My back ground story is here:

Monday, May 22, 2017

Australian medical researchers are at the forefront of an international stroke research study that will reduce disability and have more people return home

They still give no clue on how many fully recover or the fact they are doing absolutely nothing to save neurons that are dying in the first week from the 5 causes of the neuronal cascade of death.
The Royal Melbourne Hospital was the only Australian hospital to take part in an international randomised control trial known as DAWN*. The trial results extended the window of endovascular clot retrieval (ECR) treatment time for eligible patients from zero to six hours, to six – 24 hours after stroke onset.

The RMH’s Neurointerventionalists, Associate Professor Bernard Yan, and Professor Peter Mitchell, also Head of the Statewide Endovascular Clot Retrieval (ECR) Service at The RMH, were investigators in the study, which is now set to change the way stroke is treated worldwide.

“In treating stroke it is critically important to restore blood flow as soon as possible,” Professor Mitchell said.

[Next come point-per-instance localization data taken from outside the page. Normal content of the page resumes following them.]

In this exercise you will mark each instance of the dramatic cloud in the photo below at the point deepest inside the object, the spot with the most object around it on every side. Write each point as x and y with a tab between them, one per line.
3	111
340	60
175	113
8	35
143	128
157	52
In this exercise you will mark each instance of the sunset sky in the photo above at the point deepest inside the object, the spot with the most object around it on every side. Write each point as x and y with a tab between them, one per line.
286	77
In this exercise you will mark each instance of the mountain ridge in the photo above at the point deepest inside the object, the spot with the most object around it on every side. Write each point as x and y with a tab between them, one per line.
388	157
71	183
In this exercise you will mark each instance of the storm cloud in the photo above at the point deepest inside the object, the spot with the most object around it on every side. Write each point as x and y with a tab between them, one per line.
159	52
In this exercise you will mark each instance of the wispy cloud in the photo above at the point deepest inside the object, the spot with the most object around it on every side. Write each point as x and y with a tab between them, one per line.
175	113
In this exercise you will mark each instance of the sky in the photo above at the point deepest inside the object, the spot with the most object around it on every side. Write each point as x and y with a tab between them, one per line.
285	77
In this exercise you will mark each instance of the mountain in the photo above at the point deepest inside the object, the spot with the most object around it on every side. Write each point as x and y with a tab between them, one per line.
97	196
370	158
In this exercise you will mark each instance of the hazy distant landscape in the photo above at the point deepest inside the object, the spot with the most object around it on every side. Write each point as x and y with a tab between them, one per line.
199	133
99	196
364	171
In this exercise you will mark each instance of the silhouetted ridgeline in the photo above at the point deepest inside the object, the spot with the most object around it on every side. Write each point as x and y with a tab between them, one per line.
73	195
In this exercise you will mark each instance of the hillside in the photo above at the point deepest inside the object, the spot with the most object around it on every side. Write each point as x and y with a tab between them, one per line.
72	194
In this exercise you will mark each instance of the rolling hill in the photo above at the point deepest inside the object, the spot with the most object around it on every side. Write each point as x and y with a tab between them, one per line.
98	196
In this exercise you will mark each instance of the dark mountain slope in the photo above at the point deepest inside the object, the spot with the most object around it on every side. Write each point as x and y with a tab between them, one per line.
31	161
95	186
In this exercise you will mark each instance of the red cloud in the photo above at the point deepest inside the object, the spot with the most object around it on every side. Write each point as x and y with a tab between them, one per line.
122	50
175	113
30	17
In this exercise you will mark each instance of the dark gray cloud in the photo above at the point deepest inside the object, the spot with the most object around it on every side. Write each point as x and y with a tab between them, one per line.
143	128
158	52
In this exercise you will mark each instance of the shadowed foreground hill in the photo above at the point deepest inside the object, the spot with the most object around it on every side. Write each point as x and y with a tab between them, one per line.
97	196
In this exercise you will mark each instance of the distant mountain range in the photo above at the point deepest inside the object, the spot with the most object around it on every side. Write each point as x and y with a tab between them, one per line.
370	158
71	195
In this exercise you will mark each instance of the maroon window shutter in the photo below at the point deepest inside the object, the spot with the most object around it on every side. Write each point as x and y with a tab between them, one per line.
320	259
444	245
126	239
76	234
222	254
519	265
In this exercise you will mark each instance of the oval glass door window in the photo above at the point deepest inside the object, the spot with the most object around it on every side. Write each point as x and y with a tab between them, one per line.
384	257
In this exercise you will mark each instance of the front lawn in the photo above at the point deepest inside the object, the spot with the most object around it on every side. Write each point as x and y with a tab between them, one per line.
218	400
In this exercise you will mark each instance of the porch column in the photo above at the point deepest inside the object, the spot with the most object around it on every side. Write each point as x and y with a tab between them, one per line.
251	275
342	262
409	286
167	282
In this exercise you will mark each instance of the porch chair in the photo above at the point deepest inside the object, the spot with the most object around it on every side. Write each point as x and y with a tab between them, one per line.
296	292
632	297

“We have evidence for a six hour window from the time of the stroke onset to perform ECR. However, after that time it was considered potentially unsafe to perform endovascular treatment as the risks were too high.

“The results from DAWN have shown that we are now able to provide ECR to select patients up to 24-hours after their stroke, dramatically reducing the chances of permanent disability, and allowing more patients to return home.” (Actual statistics please, not these weasel words.)

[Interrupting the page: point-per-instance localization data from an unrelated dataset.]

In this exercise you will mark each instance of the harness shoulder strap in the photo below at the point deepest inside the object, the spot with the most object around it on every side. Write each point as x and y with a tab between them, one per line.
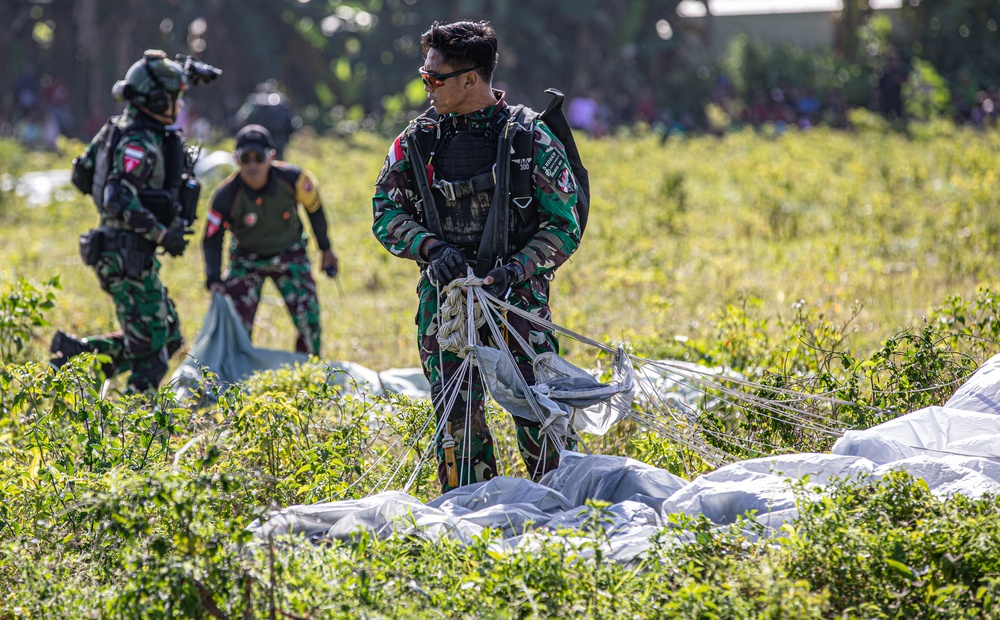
420	139
493	245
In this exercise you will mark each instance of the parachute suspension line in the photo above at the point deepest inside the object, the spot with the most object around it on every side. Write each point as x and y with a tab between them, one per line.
548	432
703	382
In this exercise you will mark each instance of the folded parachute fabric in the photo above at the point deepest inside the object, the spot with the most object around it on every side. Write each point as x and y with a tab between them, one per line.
953	450
224	348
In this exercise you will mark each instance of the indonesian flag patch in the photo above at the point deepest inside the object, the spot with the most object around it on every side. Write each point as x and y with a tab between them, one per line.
396	152
133	157
565	182
214	221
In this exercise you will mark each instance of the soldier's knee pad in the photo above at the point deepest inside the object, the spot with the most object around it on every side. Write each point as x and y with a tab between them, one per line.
147	372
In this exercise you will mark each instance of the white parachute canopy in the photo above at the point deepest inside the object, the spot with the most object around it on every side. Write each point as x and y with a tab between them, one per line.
567	396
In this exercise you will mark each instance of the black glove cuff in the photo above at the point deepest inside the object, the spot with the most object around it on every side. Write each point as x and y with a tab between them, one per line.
516	272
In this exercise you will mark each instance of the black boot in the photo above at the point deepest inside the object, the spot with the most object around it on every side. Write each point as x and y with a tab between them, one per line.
64	346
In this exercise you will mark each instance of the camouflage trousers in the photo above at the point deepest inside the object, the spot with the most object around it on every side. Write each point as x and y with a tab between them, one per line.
291	272
474	451
150	328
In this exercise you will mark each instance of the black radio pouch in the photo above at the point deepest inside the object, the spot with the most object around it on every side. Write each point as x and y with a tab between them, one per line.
91	245
82	175
136	253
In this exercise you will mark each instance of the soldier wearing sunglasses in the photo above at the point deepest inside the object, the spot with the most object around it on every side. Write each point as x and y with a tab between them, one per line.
456	143
259	206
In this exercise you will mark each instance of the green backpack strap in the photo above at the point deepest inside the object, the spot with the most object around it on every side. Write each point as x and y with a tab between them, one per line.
420	140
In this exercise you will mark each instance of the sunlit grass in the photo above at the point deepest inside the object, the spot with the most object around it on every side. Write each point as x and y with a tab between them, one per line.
677	231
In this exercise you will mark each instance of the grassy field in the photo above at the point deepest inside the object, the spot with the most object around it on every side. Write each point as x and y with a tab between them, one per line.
679	231
759	252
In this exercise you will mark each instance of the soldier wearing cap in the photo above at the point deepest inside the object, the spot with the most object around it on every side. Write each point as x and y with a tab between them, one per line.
258	205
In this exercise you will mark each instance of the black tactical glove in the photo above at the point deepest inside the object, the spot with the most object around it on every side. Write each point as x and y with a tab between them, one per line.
503	278
445	263
174	242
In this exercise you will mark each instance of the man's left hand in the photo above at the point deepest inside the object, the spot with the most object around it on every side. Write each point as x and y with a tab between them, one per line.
498	281
330	264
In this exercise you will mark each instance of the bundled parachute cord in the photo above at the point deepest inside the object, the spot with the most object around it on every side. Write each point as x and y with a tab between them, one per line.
793	396
782	409
491	318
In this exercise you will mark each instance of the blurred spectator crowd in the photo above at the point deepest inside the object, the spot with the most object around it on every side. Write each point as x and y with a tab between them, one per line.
37	110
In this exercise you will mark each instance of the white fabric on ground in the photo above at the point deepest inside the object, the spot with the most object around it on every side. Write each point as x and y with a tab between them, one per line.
224	348
954	450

The results showed that almost half of the eligible patients (48.6 percent) were three times more likely to be independent or completely recovered with ECR than the patients who received best medical treatment but no ECR (13.1 percent).

The most common form of stroke is an ischemic stroke, caused by a clot blocking a blood vessel that supplies the brain. Stroke is the leading cause of disability in adults and the number two cause of death worldwide.

The Royal Melbourne Hospital treats approximately 800 acute stroke patients a year and is one of the few stroke centres in the world to treat patients within 20 minutes of arriving in the emergency department.

*DAWN – Clinical Mismatch in the Triage of Wake UP and Late Presenting Strokes Undergoing Neurointervention with Trevo.